Since I know that won’t happen, I would like to humbly call on muni council to collectively get off their butts, demand both an explanation and apology from the RCMP, and bring some sanity to this problem before next year’s celebration.

There are several realities at work here. For starters, let’s grow up about alcohol. New Year’s Eve is a time when a lot of people decide to celebrate, many to excess. There’s nothing wrong with letting them do it. Hell, we’ve invited them to come up here and do it and we even built them this quaint little playground to do it in. As long as they don’t do dumbass things like drive their car, hurt other people, or damage property why should we care if they waltz thorough the village swilling Piña Coladas?

Oh yeah, rules are rules, as last week’s letter writer pointed out. Bull. There are good rules and bad rules. There is good enforcement of rules and there is bad enforcement of rules. There is the letter of the law and the spirit of the law. Simplistic thinking is what leads to nonsense like zero intelligence and clearly, New Year’s in Whistler is no time for simplistic thinking.

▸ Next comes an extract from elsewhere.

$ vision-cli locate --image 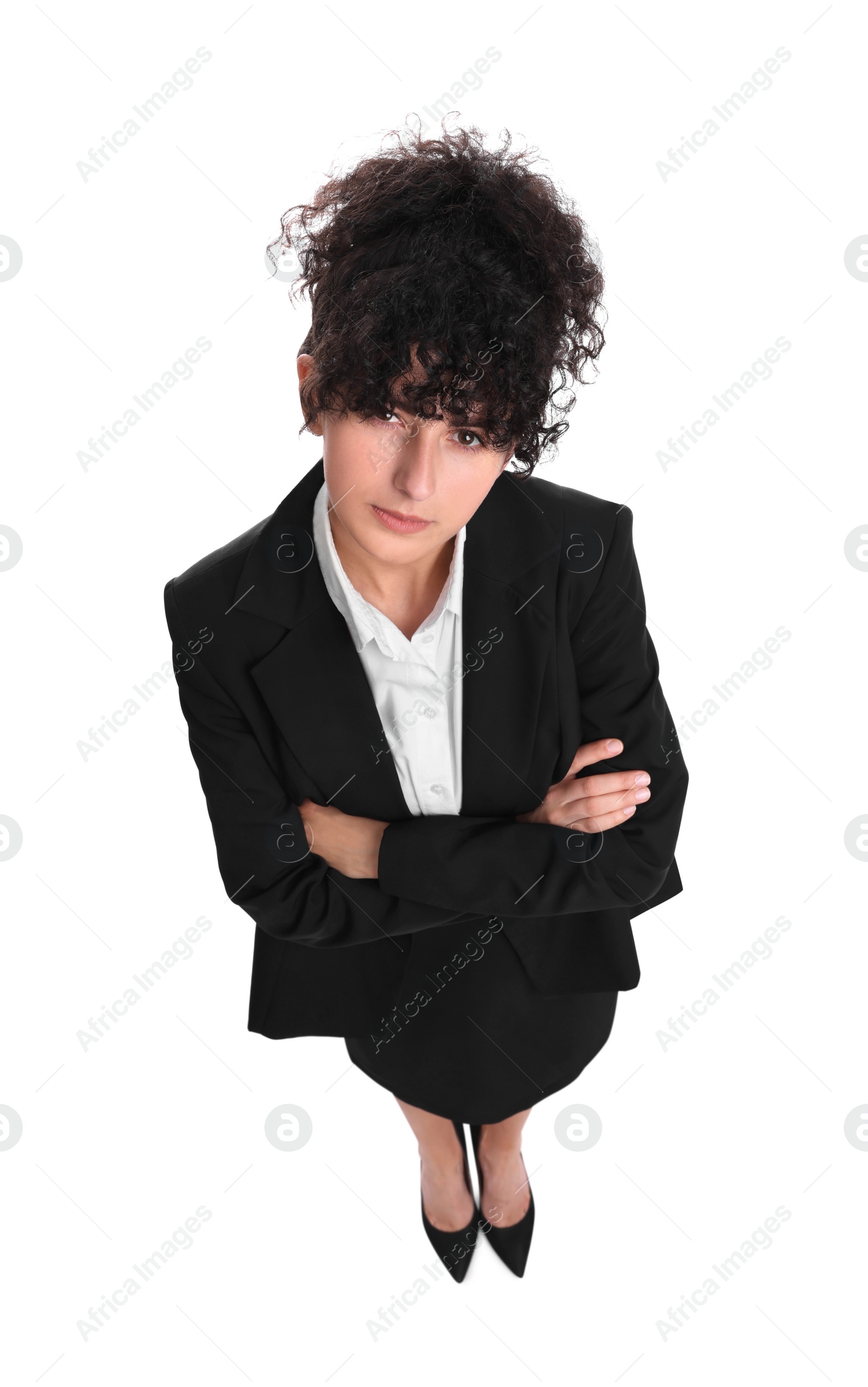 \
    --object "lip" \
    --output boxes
[370,501,431,534]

Mixing a drunken group of revellers with a surly, overswollen contingent of police, a bunch of barricades, and an archaic attitude is a good recipe for a bad scene. That we avoided a riot – near or not – was a blessing we probably didn’t deserve.

So what’s the lesson?

People are going to party.

Police are going to try and enforce rules they should probably not be enforcing with too much diligence.

Some people want to enjoy an alcohol-free New Year’s celebration.

We don’t want the village trashed.

It doesn’t take a rocket scientist to understand a zero tolerance approach is going to severely clash with number one and lead to number 4. Nor is it impossible to provide accommodation for numbers one and three. Number two is going to be a problem as long as the cops come to town with the attitude they displayed this year but hey that’s why we have elected officials.

Now let’s see some action out of them.